Geoff’s two biggest fears after his snowmobile accident were whether girls would still like him and whether or not he could be a father. I was sort of ambivalent about natural birth, and totally would have been happy adopting a baby from another place or even becoming foster parents. But this was important to Geoff. He wanted to exhaust all other possibilities before throwing in the towel on having our own biological children. And so what didn’t kill us, definitely made us stronger!
Our doctors at Dartmouth were incredible– knowledgeable, supportive, and patient. Our primary nurse who met with us at the beginning and saw us through every appointment, procedure, hormone-related disaster was Rachel Kendall, and she was really good at her chosen career field. How cool of a job it must be to help these families who can’t become pregnant the old fashioned way to bring a baby into the world! We still send the fertility department Christmas cards and pictures through Rachel because they help to make thousands of babies for people who very much want them. We remain forever grateful to that team of people who made somewhat awkward and embarrassing situations tolerable, dignified, and even memorable.
Unfortunately, my school’s insurance did not cover any of the procedures. It did cover much of our prescriptions for the fertility drugs, which was always weird to me. But I tried not to let the cost of what we were doing impact my focus on having our baby. Fortunately, our family helped to defray the thousands of dollars, and we could pay them pack without the interest we would have had if we had gone through the bank. Couples like ours are really lucky this kind of medical technology exists, even if it is emotionally exhausting, financially stressful, and physically taxing.

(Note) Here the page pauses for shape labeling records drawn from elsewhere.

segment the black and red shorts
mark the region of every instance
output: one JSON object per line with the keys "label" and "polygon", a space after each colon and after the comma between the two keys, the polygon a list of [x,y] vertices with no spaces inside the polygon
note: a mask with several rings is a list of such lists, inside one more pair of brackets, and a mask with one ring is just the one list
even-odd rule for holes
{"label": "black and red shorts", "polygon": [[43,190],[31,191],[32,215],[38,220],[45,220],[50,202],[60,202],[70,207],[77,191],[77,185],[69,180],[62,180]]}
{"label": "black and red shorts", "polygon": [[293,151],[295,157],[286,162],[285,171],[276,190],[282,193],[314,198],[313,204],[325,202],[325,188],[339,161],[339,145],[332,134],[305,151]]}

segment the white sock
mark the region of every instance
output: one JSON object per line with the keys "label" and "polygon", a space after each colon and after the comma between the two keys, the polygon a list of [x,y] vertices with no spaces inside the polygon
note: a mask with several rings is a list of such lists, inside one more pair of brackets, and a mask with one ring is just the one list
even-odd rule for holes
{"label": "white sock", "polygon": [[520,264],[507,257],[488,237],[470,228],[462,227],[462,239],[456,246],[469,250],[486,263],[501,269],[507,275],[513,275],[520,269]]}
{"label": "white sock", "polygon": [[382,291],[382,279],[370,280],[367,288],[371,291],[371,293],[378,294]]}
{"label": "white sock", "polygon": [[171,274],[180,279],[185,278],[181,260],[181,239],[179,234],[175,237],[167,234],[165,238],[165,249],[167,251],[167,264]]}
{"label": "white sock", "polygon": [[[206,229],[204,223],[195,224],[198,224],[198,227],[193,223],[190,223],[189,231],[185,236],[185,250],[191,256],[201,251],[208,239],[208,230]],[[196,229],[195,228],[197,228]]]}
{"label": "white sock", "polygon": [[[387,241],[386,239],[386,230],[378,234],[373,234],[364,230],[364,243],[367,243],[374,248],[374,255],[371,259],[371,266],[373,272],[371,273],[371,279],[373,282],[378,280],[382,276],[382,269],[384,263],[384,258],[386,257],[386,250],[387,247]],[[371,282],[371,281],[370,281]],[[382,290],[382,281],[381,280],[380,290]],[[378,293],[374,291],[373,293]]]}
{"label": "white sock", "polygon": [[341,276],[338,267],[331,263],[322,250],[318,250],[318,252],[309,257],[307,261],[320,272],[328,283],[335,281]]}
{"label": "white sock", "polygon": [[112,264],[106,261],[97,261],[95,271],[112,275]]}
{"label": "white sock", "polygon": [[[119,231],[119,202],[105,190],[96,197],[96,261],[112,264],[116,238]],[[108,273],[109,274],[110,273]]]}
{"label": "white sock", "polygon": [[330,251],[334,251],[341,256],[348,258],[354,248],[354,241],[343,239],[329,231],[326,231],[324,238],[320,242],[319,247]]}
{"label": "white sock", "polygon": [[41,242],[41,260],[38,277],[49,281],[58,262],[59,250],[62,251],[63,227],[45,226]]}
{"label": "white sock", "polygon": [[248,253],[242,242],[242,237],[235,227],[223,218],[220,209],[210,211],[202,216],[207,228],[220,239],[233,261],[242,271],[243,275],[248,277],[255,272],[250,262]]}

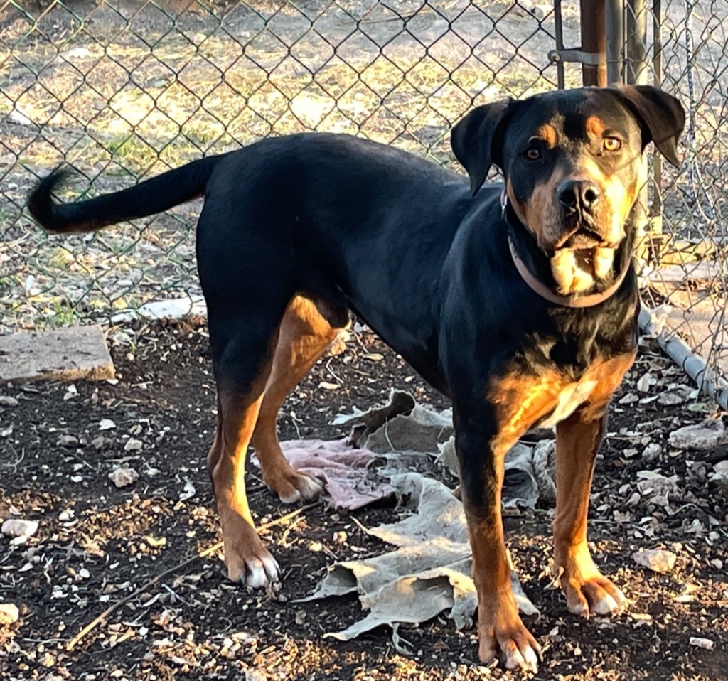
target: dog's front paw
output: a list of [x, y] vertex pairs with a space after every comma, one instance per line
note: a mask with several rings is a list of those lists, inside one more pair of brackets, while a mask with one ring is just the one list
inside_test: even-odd
[[483, 664], [497, 658], [507, 669], [538, 671], [541, 647], [526, 628], [510, 594], [478, 604], [478, 657]]
[[280, 581], [280, 568], [253, 525], [232, 512], [222, 513], [221, 521], [230, 580], [253, 589]]
[[590, 615], [616, 615], [624, 608], [624, 594], [597, 569], [585, 542], [562, 551], [555, 569], [570, 613], [588, 619]]

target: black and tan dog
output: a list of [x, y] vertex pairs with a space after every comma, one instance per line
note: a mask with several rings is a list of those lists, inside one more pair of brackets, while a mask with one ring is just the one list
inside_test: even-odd
[[[218, 387], [207, 463], [235, 581], [279, 578], [248, 509], [248, 445], [284, 501], [321, 490], [286, 462], [276, 416], [349, 310], [451, 397], [480, 658], [535, 669], [539, 645], [509, 581], [503, 459], [529, 428], [555, 424], [554, 563], [566, 605], [619, 611], [624, 597], [587, 545], [589, 492], [637, 345], [629, 217], [640, 158], [654, 140], [677, 164], [684, 122], [674, 97], [647, 86], [553, 92], [479, 107], [455, 127], [470, 186], [403, 151], [314, 133], [72, 204], [52, 201], [52, 175], [29, 208], [49, 231], [87, 231], [204, 195], [197, 260]], [[505, 186], [482, 187], [494, 164]]]

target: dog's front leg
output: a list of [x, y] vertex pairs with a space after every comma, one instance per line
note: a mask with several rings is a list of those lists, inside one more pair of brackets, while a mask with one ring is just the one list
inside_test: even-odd
[[589, 493], [606, 407], [582, 407], [556, 426], [554, 570], [569, 611], [587, 618], [590, 613], [617, 613], [625, 602], [622, 592], [594, 565], [587, 544]]
[[459, 420], [456, 449], [478, 591], [480, 661], [501, 658], [508, 669], [536, 672], [540, 647], [521, 621], [510, 586], [501, 517], [505, 450], [483, 430]]

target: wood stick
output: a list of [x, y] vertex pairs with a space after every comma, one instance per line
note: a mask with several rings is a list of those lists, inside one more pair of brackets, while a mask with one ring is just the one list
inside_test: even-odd
[[[266, 522], [264, 525], [261, 525], [258, 528], [258, 532], [261, 532], [264, 530], [268, 530], [270, 527], [274, 527], [277, 525], [282, 525], [284, 522], [287, 522], [292, 518], [295, 518], [296, 516], [299, 514], [303, 513], [304, 511], [310, 510], [318, 506], [320, 502], [315, 502], [314, 503], [309, 503], [308, 506], [301, 506], [300, 509], [296, 509], [295, 511], [292, 511], [290, 513], [286, 514], [285, 516], [281, 516], [280, 518], [277, 518], [275, 520], [272, 520], [270, 522]], [[132, 598], [135, 598], [141, 594], [144, 593], [148, 589], [154, 586], [160, 579], [166, 577], [167, 575], [172, 573], [177, 572], [178, 570], [181, 570], [183, 568], [186, 568], [191, 563], [194, 562], [196, 560], [200, 558], [206, 558], [210, 554], [215, 553], [223, 547], [224, 542], [218, 541], [217, 543], [213, 544], [211, 546], [208, 546], [204, 551], [199, 553], [197, 556], [193, 556], [191, 558], [188, 559], [183, 562], [180, 563], [178, 565], [174, 565], [172, 568], [165, 570], [164, 572], [159, 573], [155, 577], [152, 577], [149, 581], [142, 584], [138, 589], [132, 592], [128, 596], [124, 596], [121, 600], [116, 601], [113, 605], [110, 605], [98, 617], [95, 618], [88, 624], [87, 624], [78, 634], [76, 634], [66, 645], [66, 650], [69, 652], [72, 650], [79, 643], [79, 642], [84, 638], [90, 632], [92, 631], [99, 624], [103, 622], [109, 615], [111, 614], [116, 608], [123, 605], [124, 603], [129, 602]]]

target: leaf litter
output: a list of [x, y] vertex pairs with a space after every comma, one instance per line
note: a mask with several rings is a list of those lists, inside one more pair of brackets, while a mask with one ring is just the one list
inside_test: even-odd
[[[23, 545], [0, 537], [0, 603], [18, 615], [0, 627], [5, 677], [515, 677], [480, 666], [475, 629], [457, 629], [447, 610], [395, 632], [377, 627], [339, 641], [324, 634], [365, 617], [357, 594], [297, 602], [336, 563], [391, 551], [363, 528], [411, 515], [394, 500], [355, 511], [318, 502], [289, 517], [291, 508], [273, 498], [251, 466], [256, 522], [284, 519], [261, 529], [284, 580], [264, 592], [228, 583], [205, 465], [215, 393], [204, 325], [194, 318], [132, 321], [119, 331], [115, 381], [76, 381], [75, 392], [53, 383], [3, 388], [12, 400], [0, 405], [0, 519], [39, 523]], [[654, 382], [638, 390], [647, 373]], [[322, 382], [339, 387], [320, 389]], [[337, 415], [384, 402], [392, 387], [437, 411], [448, 406], [360, 325], [341, 354], [322, 360], [293, 391], [282, 410], [281, 436], [341, 438], [348, 426], [331, 425]], [[545, 677], [724, 677], [728, 500], [721, 481], [728, 447], [670, 444], [678, 429], [724, 418], [696, 402], [692, 390], [646, 346], [613, 405], [595, 473], [590, 538], [596, 561], [630, 600], [625, 615], [585, 622], [566, 612], [550, 574], [553, 501], [544, 497], [533, 509], [506, 514], [514, 566], [541, 613], [529, 626], [545, 649]], [[651, 399], [667, 392], [684, 401]], [[625, 400], [629, 395], [637, 399]], [[105, 419], [116, 427], [101, 430]], [[132, 439], [141, 448], [126, 449]], [[108, 476], [121, 466], [139, 477], [117, 488]], [[444, 462], [429, 458], [422, 467], [418, 472], [456, 489]], [[181, 499], [188, 483], [197, 494]], [[669, 572], [634, 562], [634, 554], [655, 549], [675, 555]]]

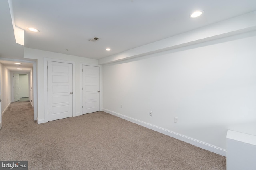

Beginning in the fall of 2008, we ran two or three cycles where they “defrosted” five or six embryos at a time. After two days, doctors selected the best two to implant in my uterus, and then we waited. Blood tests determined whether or not I was pregnant. At some point in this process, I started doing acupuncture with a man who was an actual OB/GYN in our area and had training from Harvard in different eastern healing techniques. This was actually a lifesaver for me; more than anything, it helped me to relax before and after the fertility procedures. One hour of acupuncture made me feel like I had just taken a long nap or amazing yoga class. And we most definitely attribute its crucial role in helping us to get pregnant.
After four rounds, we had only three embryos left. They again chose the best two, and Carver is our miracle baby number one. Nine months never took so long, especially as he was two weeks late. He remained unnamed for two full days as Geoff and I did not see eye to eye on the spelling of his name. Luckily, I won out, and we have Carver instead of Karver. He truly was a perfect newborn– his hair, his nose, his little fingers and round head. He had this crazy little laugh as an infant which made him sound like he was stuck on repeat. He was a chubby butterball with an infectious smile, and his now 6 year old frame weighs in at an astounding 60 pounds. He can ski anywhere at Loon Mountain, black diamonds included, but he still needs a lift up on the chairlifts. He’s lost five teeth with one more about to fall out in front any day now. He loves kindergarten, his teacher, his friends, but often asks for half days, because “thinking is so hard” and makes him tired. His first rite of passage turning 6 means he gets to attend Lego Club on Mondays with other big friends, and he is a Tiger working on green stripes on a white belt in his karate class. Mostly, he is just a funny little boy who likes to tell stories and be the center of attention– and we love him more than we could have ever imagined. We celebrated this past weekend with sledding and light sabers and a Darth Vader cake. Happy birthday, Carver Gregory Krill!